Varadero, Cayo Coco, Holguín and Cayo Largo del Sur are among the hardest hit because they are almost entirely dependent on international leisure traffic. These destinations exist for tourists: large, all inclusive resorts, charter flights, and package holidays built around non stop service from Canada and Europe. Remove aviation fuel from the equation and the entire model begins to unravel.

WestJet and Air Canada Rouge Pull Back

Canadian airlines, which dominate Cuba’s winter leisure market, have been among the first to cut capacity. WestJet has quietly scrubbed a run of flights from smaller Canadian gateways to Cuban resorts, including services aimed at funneling travelers from regional cities directly to Varadero and Cayo Coco. While some core routes from major hubs are being maintained using tankering strategies, WestJet’s schedule shows a clear reduction in frequencies to affected airports over the coming weeks as the fuel crisis plays out.

Air Canada’s low cost leisure arm, Air Canada Rouge, has gone further. Parent company Air Canada announced on February 9 that it was suspending all commercial service to Cuba in response to the fuel shortage, a decision that effectively grounds Rouge’s Cuba leisure program for the time being. The airline is now operating “empty” southbound aircraft solely to pick up customers already on the island and bring them home, a costly but necessary move designed to clear the backlog of stranded passengers at resort airports.

Between WestJet’s cancellations and Rouge’s full suspension, more than a dozen flights serving Varadero, Cayo Coco, Holguín and Cayo Largo del Sur have already disappeared from February schedules, with more at risk if fuel supplies are not restored quickly. For travelers, the distinction between a technical “suspension” and a “cancellation” makes little difference; the outcome is the same: holidays disrupted, plans upended and uncertainty over when normal flying might resume.
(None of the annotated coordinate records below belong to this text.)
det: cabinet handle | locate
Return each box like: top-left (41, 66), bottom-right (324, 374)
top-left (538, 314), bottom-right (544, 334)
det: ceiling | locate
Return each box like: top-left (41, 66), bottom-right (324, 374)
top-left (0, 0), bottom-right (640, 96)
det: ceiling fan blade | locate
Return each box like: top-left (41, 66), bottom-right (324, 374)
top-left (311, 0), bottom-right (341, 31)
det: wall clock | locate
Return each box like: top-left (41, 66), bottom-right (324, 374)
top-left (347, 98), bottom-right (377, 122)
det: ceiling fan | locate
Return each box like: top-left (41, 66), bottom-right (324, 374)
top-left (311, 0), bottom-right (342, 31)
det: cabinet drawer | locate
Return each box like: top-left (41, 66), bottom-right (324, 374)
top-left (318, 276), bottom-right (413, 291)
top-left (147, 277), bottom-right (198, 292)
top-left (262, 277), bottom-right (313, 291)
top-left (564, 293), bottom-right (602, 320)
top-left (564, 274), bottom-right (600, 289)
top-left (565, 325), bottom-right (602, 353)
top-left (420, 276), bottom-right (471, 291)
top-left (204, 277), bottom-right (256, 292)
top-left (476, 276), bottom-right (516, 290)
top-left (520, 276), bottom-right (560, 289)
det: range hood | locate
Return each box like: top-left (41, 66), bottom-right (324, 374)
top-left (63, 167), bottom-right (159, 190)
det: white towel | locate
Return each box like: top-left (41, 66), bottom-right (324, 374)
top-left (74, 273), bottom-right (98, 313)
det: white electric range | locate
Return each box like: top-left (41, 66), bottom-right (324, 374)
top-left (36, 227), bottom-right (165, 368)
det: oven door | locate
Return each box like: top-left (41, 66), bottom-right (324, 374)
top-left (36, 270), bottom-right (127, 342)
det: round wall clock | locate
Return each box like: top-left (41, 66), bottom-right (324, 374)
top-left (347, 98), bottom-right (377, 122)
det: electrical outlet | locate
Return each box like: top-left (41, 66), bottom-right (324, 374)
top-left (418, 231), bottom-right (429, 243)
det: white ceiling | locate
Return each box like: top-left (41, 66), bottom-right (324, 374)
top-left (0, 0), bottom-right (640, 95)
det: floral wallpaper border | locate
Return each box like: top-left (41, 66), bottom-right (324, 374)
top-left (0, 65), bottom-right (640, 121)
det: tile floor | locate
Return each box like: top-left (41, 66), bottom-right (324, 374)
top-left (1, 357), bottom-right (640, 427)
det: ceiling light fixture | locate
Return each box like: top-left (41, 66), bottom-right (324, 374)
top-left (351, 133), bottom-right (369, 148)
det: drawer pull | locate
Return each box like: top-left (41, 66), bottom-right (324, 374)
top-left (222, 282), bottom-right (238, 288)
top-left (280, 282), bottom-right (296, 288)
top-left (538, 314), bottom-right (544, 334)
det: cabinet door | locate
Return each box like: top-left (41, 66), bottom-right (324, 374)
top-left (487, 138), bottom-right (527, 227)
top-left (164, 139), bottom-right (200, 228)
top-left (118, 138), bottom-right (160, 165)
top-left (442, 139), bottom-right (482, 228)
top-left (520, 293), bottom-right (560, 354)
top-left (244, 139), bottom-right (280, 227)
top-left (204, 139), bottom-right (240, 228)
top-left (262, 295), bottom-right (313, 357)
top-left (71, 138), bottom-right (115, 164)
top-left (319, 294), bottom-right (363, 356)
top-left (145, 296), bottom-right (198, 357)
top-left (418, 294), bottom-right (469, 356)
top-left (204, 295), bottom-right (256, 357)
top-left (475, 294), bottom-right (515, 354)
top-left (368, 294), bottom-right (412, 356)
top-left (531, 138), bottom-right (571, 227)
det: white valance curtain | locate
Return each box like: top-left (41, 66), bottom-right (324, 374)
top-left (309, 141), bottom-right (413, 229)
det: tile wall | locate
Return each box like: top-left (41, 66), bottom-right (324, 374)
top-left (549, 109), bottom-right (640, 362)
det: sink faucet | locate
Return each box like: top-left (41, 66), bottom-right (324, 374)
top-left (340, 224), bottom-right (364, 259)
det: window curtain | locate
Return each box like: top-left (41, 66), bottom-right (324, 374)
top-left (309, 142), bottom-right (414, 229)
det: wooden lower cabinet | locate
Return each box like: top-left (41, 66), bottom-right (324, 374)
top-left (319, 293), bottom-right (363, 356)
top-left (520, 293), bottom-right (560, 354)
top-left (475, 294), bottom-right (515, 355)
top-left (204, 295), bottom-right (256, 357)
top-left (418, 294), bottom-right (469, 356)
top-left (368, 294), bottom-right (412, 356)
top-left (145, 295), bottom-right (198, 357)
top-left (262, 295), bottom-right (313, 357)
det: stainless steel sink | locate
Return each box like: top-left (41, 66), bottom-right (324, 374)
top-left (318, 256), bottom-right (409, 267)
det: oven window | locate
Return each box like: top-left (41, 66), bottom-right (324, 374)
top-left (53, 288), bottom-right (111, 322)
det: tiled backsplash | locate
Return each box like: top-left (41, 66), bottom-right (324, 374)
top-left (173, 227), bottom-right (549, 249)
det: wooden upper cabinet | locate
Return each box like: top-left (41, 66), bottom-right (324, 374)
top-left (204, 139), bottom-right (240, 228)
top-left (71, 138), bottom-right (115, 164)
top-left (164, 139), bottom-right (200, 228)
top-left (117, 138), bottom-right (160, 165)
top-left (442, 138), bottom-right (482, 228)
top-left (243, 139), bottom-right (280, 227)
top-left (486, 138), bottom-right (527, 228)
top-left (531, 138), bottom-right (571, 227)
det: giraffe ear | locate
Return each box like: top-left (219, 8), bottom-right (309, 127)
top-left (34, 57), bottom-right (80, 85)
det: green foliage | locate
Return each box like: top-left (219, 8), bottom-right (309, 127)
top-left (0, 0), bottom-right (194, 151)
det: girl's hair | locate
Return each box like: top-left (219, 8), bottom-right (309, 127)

Repatriation Flights and Stranded Tourists

The immediate priority for Canadian carriers has shifted from selling holidays to getting people home. Air Canada estimates that roughly 3,000 of its customers were on the island when the fuel advisory took effect. To retrieve them, the airline is dispatching aircraft from Canadian hubs with enough fuel on board to operate a round trip without relying on Cuban supplies, or with a planned technical stop in a nearby country for refuelling on the return leg.

WestJet is taking a similar approach on certain high volume routes, sending aircraft into Varadero and Cayo Coco with extra fuel reserves. The goal is to maintain return flights for as many customers as possible while avoiding the risk of an aircraft becoming stranded in Cuba without fuel to depart. These operations require tight coordination between airlines, air traffic control and foreign airports willing to accept unplanned fueling stops for Canadian jets that would ordinarily operate non stop.

For holidaymakers on the ground, the experience is mixed. Some are being told their return flights will operate on time, albeit with altered flight numbers or routing. Others have received notifications that their departures are being brought forward, pushed back, or moved to different Cuban airports altogether to consolidate operations. Travel advisors in Canada report a surge in calls from anxious clients in Varadero and Cayo Coco who are hearing conflicting information at resort front desks and from tour representatives, even as airlines insist that repatriation plans are well in hand.

In a handful of cases, entire resort complexes in fuel constrained areas such as Cayo Coco and parts of Holguín are temporarily closing or reducing services, prompting tour operators to relocate guests to properties in less affected regions. The combination of patchy fuel supplies, power cuts and a shrinking flight schedule is making it increasingly difficult for Cuba’s tourism industry to project a sense of normality.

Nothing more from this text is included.